Ministério Público denuncia fiscal da Sema e mais três empresários de Londrina por corrupção
Fiscal, que está afastado do trabalho desde julho do ano passado, é suspeito de receber propina para evitar fiscalizações e possíveis autuações na área ambiental.
O Ministério Público do Paraná denunciou, nesta segunda-feira, quatro pessoas no âmbito da Operação Vastum, que investiga um suposto esquema de pagamento de propina dentro da Secretaria Municipal do Ambiente.

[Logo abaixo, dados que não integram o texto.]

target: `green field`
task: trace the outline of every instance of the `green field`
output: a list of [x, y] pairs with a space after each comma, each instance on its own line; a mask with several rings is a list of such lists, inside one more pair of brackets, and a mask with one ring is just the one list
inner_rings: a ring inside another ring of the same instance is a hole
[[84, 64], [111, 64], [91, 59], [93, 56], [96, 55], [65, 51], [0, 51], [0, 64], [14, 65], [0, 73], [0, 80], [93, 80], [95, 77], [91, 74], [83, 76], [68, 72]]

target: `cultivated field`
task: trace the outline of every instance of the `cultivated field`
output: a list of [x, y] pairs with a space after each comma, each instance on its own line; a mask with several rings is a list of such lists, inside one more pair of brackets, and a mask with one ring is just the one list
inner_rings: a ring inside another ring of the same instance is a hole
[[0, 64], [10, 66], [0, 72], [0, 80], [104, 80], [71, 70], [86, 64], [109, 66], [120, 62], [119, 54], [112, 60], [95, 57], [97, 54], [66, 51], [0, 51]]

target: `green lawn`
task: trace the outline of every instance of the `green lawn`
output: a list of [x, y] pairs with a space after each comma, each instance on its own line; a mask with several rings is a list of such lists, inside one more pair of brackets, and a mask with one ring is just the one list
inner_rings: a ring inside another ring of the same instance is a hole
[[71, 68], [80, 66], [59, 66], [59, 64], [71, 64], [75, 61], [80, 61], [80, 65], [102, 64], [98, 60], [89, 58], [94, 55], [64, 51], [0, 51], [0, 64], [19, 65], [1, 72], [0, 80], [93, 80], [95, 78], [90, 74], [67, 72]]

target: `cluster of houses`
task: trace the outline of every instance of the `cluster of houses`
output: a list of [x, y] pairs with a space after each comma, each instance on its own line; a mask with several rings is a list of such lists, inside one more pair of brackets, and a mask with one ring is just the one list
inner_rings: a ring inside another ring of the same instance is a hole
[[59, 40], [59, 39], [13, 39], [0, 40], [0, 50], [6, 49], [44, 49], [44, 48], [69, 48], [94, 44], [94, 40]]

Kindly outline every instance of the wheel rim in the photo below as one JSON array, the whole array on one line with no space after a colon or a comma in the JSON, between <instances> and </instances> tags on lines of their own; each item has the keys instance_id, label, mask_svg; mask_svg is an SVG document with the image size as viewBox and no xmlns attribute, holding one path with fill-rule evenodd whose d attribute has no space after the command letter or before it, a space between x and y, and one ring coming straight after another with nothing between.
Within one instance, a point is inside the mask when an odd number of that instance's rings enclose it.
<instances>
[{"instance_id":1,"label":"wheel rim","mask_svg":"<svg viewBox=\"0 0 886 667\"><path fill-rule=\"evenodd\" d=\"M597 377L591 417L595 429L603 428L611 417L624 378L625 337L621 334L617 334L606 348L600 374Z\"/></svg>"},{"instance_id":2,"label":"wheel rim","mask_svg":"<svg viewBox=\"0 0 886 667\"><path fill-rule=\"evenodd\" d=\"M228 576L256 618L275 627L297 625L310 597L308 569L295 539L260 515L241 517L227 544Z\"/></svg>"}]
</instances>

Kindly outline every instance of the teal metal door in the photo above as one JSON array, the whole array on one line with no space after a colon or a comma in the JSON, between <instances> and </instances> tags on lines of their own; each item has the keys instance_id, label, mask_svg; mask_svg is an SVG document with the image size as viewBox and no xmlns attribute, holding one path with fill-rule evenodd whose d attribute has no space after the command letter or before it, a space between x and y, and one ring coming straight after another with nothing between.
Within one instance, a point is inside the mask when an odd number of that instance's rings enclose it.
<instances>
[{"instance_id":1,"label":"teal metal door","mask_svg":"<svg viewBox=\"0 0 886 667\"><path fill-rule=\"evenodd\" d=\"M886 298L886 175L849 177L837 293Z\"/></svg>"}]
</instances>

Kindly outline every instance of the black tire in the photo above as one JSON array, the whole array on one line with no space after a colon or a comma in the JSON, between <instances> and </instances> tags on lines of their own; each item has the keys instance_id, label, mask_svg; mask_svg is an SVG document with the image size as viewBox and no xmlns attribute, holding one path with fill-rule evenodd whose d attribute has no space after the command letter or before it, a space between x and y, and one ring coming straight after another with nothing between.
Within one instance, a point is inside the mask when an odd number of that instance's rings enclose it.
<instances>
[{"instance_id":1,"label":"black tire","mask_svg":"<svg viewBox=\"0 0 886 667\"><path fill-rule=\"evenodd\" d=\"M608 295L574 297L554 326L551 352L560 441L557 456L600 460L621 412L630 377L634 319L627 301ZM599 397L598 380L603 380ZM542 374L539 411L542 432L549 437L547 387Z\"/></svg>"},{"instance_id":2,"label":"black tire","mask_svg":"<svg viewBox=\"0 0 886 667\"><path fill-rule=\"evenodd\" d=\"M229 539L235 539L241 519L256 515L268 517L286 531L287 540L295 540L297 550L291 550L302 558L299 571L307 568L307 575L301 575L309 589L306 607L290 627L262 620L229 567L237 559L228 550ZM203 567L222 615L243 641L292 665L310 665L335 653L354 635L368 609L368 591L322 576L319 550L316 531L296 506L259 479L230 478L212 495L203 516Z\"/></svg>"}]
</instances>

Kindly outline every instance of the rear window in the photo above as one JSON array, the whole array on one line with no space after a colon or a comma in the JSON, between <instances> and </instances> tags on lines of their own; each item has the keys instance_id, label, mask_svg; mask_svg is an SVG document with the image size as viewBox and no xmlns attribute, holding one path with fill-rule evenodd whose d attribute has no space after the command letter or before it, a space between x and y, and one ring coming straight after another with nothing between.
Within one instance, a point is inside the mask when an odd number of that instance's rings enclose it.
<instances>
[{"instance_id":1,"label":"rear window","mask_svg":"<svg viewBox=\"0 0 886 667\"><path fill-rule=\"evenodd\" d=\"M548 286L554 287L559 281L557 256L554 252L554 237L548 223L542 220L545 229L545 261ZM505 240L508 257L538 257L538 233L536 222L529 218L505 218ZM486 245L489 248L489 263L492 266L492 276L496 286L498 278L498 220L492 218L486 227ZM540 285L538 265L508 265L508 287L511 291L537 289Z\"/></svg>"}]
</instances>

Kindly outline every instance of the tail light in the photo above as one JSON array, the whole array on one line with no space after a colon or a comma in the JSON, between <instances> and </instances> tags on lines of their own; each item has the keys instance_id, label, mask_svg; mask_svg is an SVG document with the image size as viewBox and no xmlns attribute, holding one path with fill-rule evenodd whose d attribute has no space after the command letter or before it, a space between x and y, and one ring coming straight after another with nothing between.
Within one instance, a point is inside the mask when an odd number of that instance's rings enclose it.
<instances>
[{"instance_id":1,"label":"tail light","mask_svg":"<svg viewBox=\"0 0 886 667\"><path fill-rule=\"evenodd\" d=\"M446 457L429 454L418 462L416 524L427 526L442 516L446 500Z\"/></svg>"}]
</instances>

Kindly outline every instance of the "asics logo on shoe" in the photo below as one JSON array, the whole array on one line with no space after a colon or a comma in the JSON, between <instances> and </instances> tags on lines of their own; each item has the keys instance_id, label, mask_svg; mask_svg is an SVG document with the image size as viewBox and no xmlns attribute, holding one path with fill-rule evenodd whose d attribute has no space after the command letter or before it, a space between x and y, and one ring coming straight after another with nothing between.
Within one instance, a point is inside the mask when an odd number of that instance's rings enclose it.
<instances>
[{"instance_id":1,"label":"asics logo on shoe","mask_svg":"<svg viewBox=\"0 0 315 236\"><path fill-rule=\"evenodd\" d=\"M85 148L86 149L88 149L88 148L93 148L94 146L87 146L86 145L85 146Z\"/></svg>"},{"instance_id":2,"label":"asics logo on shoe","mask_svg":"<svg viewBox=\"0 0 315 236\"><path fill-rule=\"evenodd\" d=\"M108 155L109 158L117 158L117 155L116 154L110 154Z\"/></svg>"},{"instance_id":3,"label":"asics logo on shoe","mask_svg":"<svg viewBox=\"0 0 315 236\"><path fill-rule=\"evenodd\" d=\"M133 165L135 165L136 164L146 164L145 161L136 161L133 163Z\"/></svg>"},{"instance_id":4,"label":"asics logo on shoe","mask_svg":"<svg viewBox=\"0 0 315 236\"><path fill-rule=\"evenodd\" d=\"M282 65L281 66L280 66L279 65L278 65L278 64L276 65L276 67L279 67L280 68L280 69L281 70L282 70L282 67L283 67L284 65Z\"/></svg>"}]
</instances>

Foram denunciados, por corrupção e advocacia administrativa, o fiscal da Sema João Batista de Almeida e três empresários aqui de Londrina, Carlos Azarias, Marlon Belini e Vera Lúcia de Lima.
O promotor Leandro Antunes afirma que algumas perícias ainda estão sendo feitas e podem revelar outros envolvidos nos crimes. O esquema só foi descoberto depois de um áudio encontrado no celular da esposa de um dos denunciados pela Operação Password, que apura um outro esquema na secretaria de Fazenda, e que deu origem à Vastum. Nesse áudio, o fiscal da Sema cobrava R$ 1.000 para atrasar uma fiscalização.
Segundo as investigações do Gaeco, o fiscal da Sema teria recebido propina de empresários da cidade para evitar a atuação da fiscalização ambiental nos seus negócios. De acordo com a denúncia, João Batista de Almeida também é suspeito de indicar profissionais da área ambiental para resolver pendências das empresas e cobrar um percentual por isso.
Leandro Antunes diz ainda que o fiscal teria cometido no total 10 crimes, entre corrupção passiva e advocacia administrativa.
Carlos Evander Azarias, outro denunciado pela Vastum, também foi denunciado pela Operação Password, que apura um suposto esquema de retirada de multas e reduções nas cobranças do IPTU. O promotor diz ainda que o fiscal João Batista de Almeida cobrava valores baixos e de forma explícita.
O fiscal está afastado da Sema desde julho de 2018 e o prazo venceria esta semana. Mas, segundo Leandro Antunes, com a denúncia feita, o Ministério Público vai pedir à justiça um novo afastamento, dessa vez sem prazo determinado.
Até o fechamento da reportagem não conseguimos contato com os advogados dos denunciados.